April 9

rest of term schedule

Mon               Thu
 9                11
16 (no class)     19  (chap 7 due)
23 (chap 8,9 due) 26 
30 (chap 10 due)

• (no class one week from today, April 16 - Jim is out of town)
• test 2 : on Apr 17 or 18, on chap 4,5,6
• test 3 : on Fri May 4, on chap 7, 8, 9, 10

The assignments for these aren't posted yet but will be soon.

We'll be doing 8 & 9 in a somewhat shallow fashion - look for the big picture ideas i.e. the periodic table.

You should read chapter 8 (many electron atoms) and 9 (molecules) - we'll be discussing that material Thursday & next Thursday..

review

• what are the n, l, m quantum numbers?
• what are orbitals (i.e. the pretty pictures we looked at last class)

answers

• n is energy (1/n^2) and radial quantum number
• l is length of orbital angular momentum quantum number
• m is z-component of orbital angular momentum quantum number
• the orbitals are eigenstate solutions of 3D schodinger equation for central 1/r potential

OK, on to the rest of chapter 7.

electron spin

continuing our discussion from last class ... one more quantum number : \( m_s \) = +1/2 or -1/2 for electron spin.

related wikipedia articles

• magnetic dipole
• Stern–Gerlach experiment - 1920ish silver atoms split into 2 spots ... evidence for spin 1/2 electrons
• Spin-1/2 (with a really cool animation of why 720 rotation is needed to return to "same"!)
• Spin–statistics theorem

energy levels

The angular momentum is labeled by letters :

l   0  1  2  3  4  5  ...
    s  p  d  f  g  h  ...

which gives us this notation :

4s (2 states)   4p (6 states)   4d (10 states)  4f (14 states)
3s (2 states)   3p (6 states)   3d (10 states)
2s (2 states)   2p (6 states)
1s (2 states)

Spectral line transitions : as an electron "falls" from (say) 3p (l=1) to 1s (l=0), it has a change angular momentum of \(\Delta l = 1\) . If it were to try to go from 3s to 1s, it would need to have \(\Delta l = 0\)

But photons have angular momentum of 1 !

• spin angular momentum of light

So the only transitions that happen have \(\Delta l = \pm 1 \)

splitting those degenerate levels

Zeeman effect

• apply an external magnetic field B
• change in energy levels is \( \Delta E = B \, \mu_B \, m_l \)
• so levels split proportional to B
• ... splits each \( m_l \) to different energy
• wikipedia

Fine structure

• electron in "orbit" around nucleus effectively sees nucleus orbiting around it
• ... and therefore experiences a magnetic field from interaction of L (orbital) and S (spin) rotation.
• ... splits each \( m_s \) to different energy
• ... but only about 1e-3 eV (compared to -13 eV ground state)
• wikipedia

hyperfine structure

• interaction between nucleus spin (magenetic moment) and electron spin (magnetic moment)
• even smaller, around 1e-6 eV
• most famous : 21 cm hydrogen line used in radio astronomy

up next : more than one electron

All of that is for one electron.

When we put more electrons around the nucleas, the same orbitals and shells and quantum numbers are useful abstractions, but the physics changes - each electron feels the effects of both the nucleus and the other electrons.

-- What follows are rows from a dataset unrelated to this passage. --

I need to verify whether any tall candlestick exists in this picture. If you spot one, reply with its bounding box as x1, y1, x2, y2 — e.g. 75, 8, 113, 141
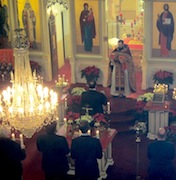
10, 71, 13, 81
64, 118, 67, 124
96, 130, 100, 139
12, 133, 15, 141
64, 98, 67, 108
20, 134, 24, 147
107, 102, 111, 114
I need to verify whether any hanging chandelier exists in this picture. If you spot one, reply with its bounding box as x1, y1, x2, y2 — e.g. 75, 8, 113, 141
0, 29, 58, 138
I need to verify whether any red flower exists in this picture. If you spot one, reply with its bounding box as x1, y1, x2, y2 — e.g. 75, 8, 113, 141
93, 113, 109, 124
65, 111, 80, 121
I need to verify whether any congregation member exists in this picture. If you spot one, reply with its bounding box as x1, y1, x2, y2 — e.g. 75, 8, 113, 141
147, 128, 175, 180
0, 126, 26, 180
71, 120, 102, 180
37, 121, 70, 180
81, 80, 107, 115
156, 4, 174, 57
108, 40, 136, 97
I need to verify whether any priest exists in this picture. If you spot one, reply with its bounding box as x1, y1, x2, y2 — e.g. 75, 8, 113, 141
108, 40, 136, 97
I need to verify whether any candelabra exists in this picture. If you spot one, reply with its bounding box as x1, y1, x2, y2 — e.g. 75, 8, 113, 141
0, 29, 58, 138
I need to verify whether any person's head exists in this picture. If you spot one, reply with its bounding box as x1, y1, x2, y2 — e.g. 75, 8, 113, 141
118, 40, 124, 48
157, 127, 166, 140
163, 4, 169, 11
46, 121, 57, 134
79, 120, 90, 133
84, 3, 89, 10
88, 80, 97, 89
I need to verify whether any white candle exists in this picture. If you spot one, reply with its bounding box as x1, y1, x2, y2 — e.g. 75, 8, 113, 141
107, 102, 111, 112
96, 130, 100, 139
12, 133, 15, 141
20, 134, 24, 147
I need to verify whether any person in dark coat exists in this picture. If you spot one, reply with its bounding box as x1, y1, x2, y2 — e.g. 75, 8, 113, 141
148, 128, 175, 180
37, 121, 70, 180
0, 127, 26, 180
156, 4, 175, 57
71, 120, 102, 180
81, 81, 107, 115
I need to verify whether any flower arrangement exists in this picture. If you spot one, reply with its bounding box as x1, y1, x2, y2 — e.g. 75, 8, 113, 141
67, 95, 81, 113
30, 61, 42, 74
81, 66, 100, 81
129, 121, 147, 134
153, 70, 173, 85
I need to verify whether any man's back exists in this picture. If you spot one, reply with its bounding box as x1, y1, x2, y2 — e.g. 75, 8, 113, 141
81, 90, 107, 115
71, 135, 102, 178
0, 138, 26, 180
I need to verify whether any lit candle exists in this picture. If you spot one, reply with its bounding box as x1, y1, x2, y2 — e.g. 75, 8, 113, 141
96, 130, 100, 139
1, 74, 4, 81
64, 98, 67, 108
20, 134, 24, 147
87, 129, 90, 135
10, 71, 13, 81
33, 69, 36, 78
64, 118, 67, 124
107, 102, 111, 113
62, 74, 65, 82
12, 133, 15, 141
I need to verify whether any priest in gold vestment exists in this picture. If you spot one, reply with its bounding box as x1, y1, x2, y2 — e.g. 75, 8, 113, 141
108, 40, 136, 97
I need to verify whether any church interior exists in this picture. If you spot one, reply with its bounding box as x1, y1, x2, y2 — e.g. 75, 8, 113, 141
0, 0, 176, 180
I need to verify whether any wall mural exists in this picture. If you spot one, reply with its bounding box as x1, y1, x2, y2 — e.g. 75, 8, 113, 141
16, 0, 42, 51
75, 0, 100, 54
152, 1, 176, 58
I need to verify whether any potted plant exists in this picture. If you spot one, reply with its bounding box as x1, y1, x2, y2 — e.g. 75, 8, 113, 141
153, 70, 173, 85
134, 92, 154, 122
81, 66, 100, 81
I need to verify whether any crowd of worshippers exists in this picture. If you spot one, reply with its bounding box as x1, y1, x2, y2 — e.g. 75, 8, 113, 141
0, 120, 175, 180
0, 53, 175, 180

The biggest change is that the energy levels the electrons closer to the nucleas effectively shield the electric field from the electrons further out.

This means that the energy depends on radius in a new way, and in particular, the energy depends on both n and l in a non-trivial way.

The big result of the next chapter is the periodic table, which is a consequence of the pattern of how the electrons form "shells" with related quantum numbers, and therefore which electrons are most loosely bound and available to interact with those in other atoms.